Pope, asked if this match felt as much of a Test as his previous 35, told reporters: "Absolutely. Credit to Ireland they've charged in all day -- that was a really good pitch, the ball was soft."
The 25-year-old England vice-captain, whose innings far exceeded his previous Test best of 145, added: "We are all privileged to play in front of pretty much a packed house at Lord's. I hope everyone, the Ireland team as well. I think it 100 percent felt like a regular Test match."
Australia' preparations for a five-match Ashes series that starts later this month include next week's World Test Championship final across London at the Oval.
'Going to get harder'
Duckett, fresh from marking his first Test in England in some style, was under no illusions about the challenge ahead.
"It's only going to get harder, it's going to be a tougher summer than this week," he said.
"I can't wait to take on the Aussies in a few weeks."
But if England do win this match by an innings, the likes of middle-order batsman Jonny Bairstow will not have spent any time at the crease in Test cricket this season ahead of the Ashes opener at Edgbaston starting on June 16.
And England captain Ben Stokes, battling a longstanding knee injury, could end the Ireland match without the all-rounder having batted or bowled.
"I guess Jonny didn't bat but he's played a lot of county cricket," said Pope.

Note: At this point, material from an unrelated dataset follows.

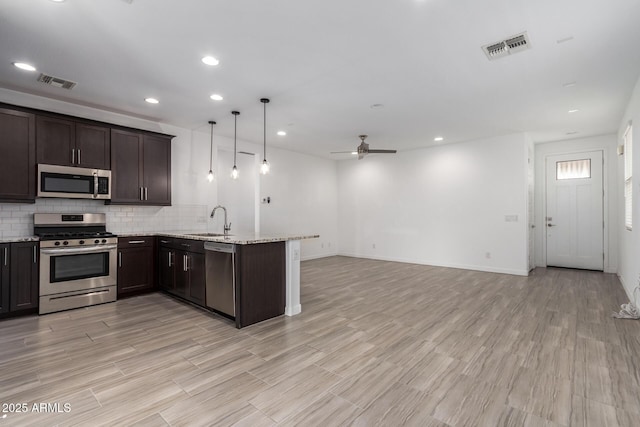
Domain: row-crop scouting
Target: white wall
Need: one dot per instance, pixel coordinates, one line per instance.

"The way cricket is now, there is not always that feeling of you needing a load of innings before a series."
If Ireland looked outclassed, it was hardly surprising.
This is just their seventh Test and although they set-up a domestic first-class competition prior to being granted Test status, it was suspended during the Covid-19 pandemic.
Cricket Ireland wanted to restart the tournament this year but could not afford the cost and plans to revive the event may depend on whether they qualify for the 50-over World Cup in India later this year, which would be worth some one million euros to them.
"We play in Test matches at the minute against guys who have 50, 60 or more first-class games behind them, and some of our guys have less than five," said Ireland batting coach Gary Wilson.
"So it's tough, it's probably not the way we would chose to go about it but it is what it is and it doesn't take away from the guys wanting to be out there."